Now, when I go on Facebook and see someone I went to middle school with defending her vote for Trump I cannot help but think- wow, I must mean nothing to this person. Not me, specifically, but women and people of color. As a woman, consent and my right to not have my p**** grabbed by random billionaires must mean nothing to them. As a person of color, individuality and my right to be more than just some black girl from the inner city must mean nothing to them. And all my friends who are Latino, Muslim, gay or lesbian- they must fall in that “nothing” category as well.
When I do talk with my few friends who voted for Trump they assure me that his comments about women do bother them and that they do not think all black people live in the ghetto or that all Mexicans are rapists- "that’s ridiculous," they say.
And I believe them.
But I also believe that they have elected to put policies before people, to put the letter R before the civil liberties of others, and to put their own personal economic interests over the safety of their brothers and sisters in marginalized communities. While I think Trump voters are complex, and that they deserve dignity and attention, I cannot accept the widespread false thought that being silent in the face of injustice somehow does not communicate something critical about one's character. If you say you are not racist, or sexist, or xenophobic but you voted for Trump, then the hard truth is you are selfish. You are apathetic.
This does not make me hate you as some might think. More than anything it makes me very sad. It makes me confront the scary fact that I have been, for the entirety of my life, grossly overestimating the level of compassion living within Americans. That is a hard thing to confront, while also trying to confront the fact that a man I think will be devastating for the character of this country has just become the President-elect. It is hard to confront while also thinking of all the women who were sexually assaulted by Trump. What will their lives look like under his presidency? And my black brother, tall, muscular, and of a dark complexion who just left home for college, what will his life be under a Trump presidency?
That is the fantastic burden of liberalism: having your thoughts consistently consumed by the well-being of others.

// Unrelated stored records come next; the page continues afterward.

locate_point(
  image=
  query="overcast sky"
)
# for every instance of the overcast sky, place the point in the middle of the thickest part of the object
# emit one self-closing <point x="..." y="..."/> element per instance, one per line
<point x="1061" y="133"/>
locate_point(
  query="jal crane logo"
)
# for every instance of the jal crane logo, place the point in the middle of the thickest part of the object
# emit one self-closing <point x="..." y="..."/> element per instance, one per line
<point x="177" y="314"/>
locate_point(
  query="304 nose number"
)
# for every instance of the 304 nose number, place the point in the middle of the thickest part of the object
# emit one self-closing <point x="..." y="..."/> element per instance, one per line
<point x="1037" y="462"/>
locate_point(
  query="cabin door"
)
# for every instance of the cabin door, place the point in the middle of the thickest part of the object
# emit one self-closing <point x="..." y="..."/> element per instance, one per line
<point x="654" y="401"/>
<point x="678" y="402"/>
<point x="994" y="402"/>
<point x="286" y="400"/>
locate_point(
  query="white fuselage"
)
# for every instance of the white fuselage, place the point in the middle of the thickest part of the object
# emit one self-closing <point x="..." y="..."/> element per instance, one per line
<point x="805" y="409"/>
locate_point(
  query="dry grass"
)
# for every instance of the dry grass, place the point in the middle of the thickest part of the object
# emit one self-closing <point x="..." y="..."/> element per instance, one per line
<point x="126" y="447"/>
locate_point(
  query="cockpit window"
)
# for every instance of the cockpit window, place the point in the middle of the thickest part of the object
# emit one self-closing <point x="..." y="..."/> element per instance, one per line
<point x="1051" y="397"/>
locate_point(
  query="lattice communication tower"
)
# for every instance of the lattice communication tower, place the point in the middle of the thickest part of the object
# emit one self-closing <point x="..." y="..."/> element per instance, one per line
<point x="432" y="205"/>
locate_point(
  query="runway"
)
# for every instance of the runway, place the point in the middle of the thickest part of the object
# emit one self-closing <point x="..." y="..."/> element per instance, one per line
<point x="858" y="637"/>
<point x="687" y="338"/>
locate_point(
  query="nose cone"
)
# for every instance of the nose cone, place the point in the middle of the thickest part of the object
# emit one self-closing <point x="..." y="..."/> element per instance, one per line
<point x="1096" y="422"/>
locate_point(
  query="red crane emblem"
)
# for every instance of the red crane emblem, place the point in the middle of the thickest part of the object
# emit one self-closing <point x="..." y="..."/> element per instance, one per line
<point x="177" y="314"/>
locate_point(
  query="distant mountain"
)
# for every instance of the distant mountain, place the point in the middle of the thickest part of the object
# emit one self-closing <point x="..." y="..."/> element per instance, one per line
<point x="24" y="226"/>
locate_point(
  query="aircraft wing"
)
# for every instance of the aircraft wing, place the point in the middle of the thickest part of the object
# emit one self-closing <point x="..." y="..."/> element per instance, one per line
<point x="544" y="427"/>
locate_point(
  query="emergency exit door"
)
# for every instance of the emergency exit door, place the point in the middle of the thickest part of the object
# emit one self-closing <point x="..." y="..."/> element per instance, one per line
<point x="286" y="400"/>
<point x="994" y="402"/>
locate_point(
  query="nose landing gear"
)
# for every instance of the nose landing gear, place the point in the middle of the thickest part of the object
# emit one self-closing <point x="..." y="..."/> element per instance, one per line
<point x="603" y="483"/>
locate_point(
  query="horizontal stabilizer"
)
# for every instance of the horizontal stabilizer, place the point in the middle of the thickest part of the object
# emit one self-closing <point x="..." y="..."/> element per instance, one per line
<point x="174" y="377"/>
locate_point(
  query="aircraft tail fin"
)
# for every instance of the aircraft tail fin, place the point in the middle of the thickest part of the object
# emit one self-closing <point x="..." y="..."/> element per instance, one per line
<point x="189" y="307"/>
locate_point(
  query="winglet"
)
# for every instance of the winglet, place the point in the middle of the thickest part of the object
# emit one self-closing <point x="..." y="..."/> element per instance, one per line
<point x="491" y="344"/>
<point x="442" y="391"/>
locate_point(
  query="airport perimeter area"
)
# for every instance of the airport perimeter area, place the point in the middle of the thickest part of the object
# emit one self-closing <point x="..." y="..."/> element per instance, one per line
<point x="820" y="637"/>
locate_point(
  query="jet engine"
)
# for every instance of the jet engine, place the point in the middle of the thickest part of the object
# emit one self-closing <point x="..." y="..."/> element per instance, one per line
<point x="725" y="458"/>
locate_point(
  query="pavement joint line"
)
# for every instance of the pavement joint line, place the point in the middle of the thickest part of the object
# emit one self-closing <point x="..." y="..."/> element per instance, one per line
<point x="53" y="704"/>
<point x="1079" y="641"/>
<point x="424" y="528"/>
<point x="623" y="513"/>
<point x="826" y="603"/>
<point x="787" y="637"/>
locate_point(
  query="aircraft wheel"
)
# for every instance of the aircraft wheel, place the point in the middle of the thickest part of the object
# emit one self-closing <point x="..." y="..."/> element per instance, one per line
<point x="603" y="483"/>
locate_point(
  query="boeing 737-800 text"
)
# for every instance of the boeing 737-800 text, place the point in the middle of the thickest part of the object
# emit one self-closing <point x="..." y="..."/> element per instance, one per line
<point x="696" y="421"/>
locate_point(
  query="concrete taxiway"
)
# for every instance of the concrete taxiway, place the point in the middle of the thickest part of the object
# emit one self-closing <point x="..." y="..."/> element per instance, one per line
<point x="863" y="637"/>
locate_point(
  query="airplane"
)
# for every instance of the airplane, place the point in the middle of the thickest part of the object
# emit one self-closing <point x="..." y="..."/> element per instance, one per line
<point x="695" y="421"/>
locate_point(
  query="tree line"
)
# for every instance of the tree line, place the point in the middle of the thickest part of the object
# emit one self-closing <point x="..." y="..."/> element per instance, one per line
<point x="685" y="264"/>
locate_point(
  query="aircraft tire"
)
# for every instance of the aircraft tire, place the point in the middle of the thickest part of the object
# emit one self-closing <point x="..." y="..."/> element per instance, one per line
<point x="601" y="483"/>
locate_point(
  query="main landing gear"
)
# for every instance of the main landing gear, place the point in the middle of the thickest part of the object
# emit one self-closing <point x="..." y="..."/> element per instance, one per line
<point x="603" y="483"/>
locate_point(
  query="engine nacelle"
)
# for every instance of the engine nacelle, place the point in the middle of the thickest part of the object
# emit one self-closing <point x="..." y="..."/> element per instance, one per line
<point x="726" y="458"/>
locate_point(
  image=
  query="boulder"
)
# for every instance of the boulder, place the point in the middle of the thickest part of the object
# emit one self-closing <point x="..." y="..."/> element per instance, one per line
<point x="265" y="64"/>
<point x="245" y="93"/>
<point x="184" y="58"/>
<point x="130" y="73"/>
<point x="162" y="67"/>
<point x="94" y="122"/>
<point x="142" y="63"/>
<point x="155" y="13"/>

So to the Trump voters out there, when someone unfollows you on Facebook try and keep the snarky thoughts and comments to a minimum, that person is taking a liberal sick-day, putting her own sanity and happiness before that of those around her, and this is okay. If you do care at all then take comfort in the fact that she will most likely eventually send you a friend request again. In the end, she is liberal, and we don't have arbitrary rules about who is allowed to be heard and not heard.